It worked. I saved thousands on housing costs. And I put my free time toward building my writing portfolio. Thanks to my parents, now I can support myself by freelance writing.

In these situations, all the family members who are living together can benefit financially. Here's how:

  • They get to split housing costs.
  • They can share a vehicle and split car insurance bills.
  • They're able to reduce grocery fees by shopping in bulk at stores like Costco.

Money saved can be put toward a move-out fund or long-term savings in a high-yield savings account.

You can do more with your time

Despite these financial benefits, only 40% of adults report living with older family members to save money. Other reasons include the following:

  • To care for a child (12%)
  • To care for an older family member (25%)
  • Because it's an arrangement they've always had (28%)

Having family members help with healthcare saves time -- two pairs of hands are better than one. Sometimes, caregivers can even get paid for caring for a family member.

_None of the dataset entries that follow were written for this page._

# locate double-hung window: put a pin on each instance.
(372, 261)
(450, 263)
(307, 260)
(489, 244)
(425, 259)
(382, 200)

There's also a time benefit to living at home with family members. Moving out and figuring out how to pay for living expenses takes effort.

Should you live with your family?

Maybe. Adult children are more likely than parents to say that living with family actually saves them money. And living with family can be stressful -- it's important to establish boundaries so all parties feel as if they're in control of their living situations.

Before making the decision, consider the following:

  • Make sure your family is on the same page.
  • Estimate how much money you'd need to save for retirement.
  • Calculate how much money you could save by living with family.

Will it be worth it?

For me, living with the family was worth it. Despite the stress, it gave me the opportunity to achieve financial independence. I ended up moving out after a year or so, but some folks might decide to stay longer, and that's fine -- it could end up saving them thousands in the long run.